Jan Fisher: Mormon Artist
Jan Gordon Fisher is an award-winning sculptor who focuses his work on the history of the Polynesian people. He is a member of The Church of Jesus Christ of Latter-day Saints.
Fisher was born on March 5, 1938, in Westwood, California. He attended Brigham Young University on a scholarship and earned a bachelor of Fine Arts degree in 1965. He studied under master Antonio Prieto while he continued his education at Mills College in Oakland, California.

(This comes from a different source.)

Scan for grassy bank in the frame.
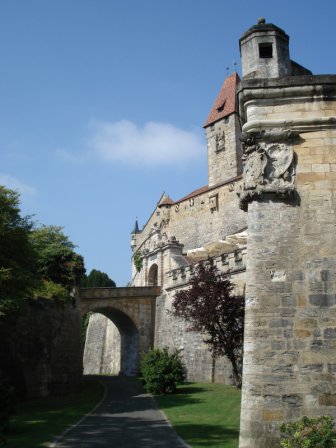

Fisher fell in love with the Polynesian people while serving as a missionary in Samoa for three years. He was an art professor at Brigham Young University-Hawaii for 21 years. He has created many well known monumental bronze sculptures that grace the resorts and parks across the Hawaiian Islands, among the most notable, the sculpture of acclaimed surfer and Olympic swimming gold medalist Duke Paoa Kahanamoku in Waikiki. He created the 1985 monument celebrating 300,000 immigrants from the ethnic groups who came to Koloa to work in the sugar industry.
Fisher created a bronze of a Polynesian warrior that is part of a monument honoring the Hawaiian community in the town of Iosepa, Utah. President Joseph F. Smith served as a missionary in the Hawaiian Islands and was dearly loved by the people. Iosepa is the Hawaiian word for Joseph.
He has belonged to the National Sculpture Society since 1991.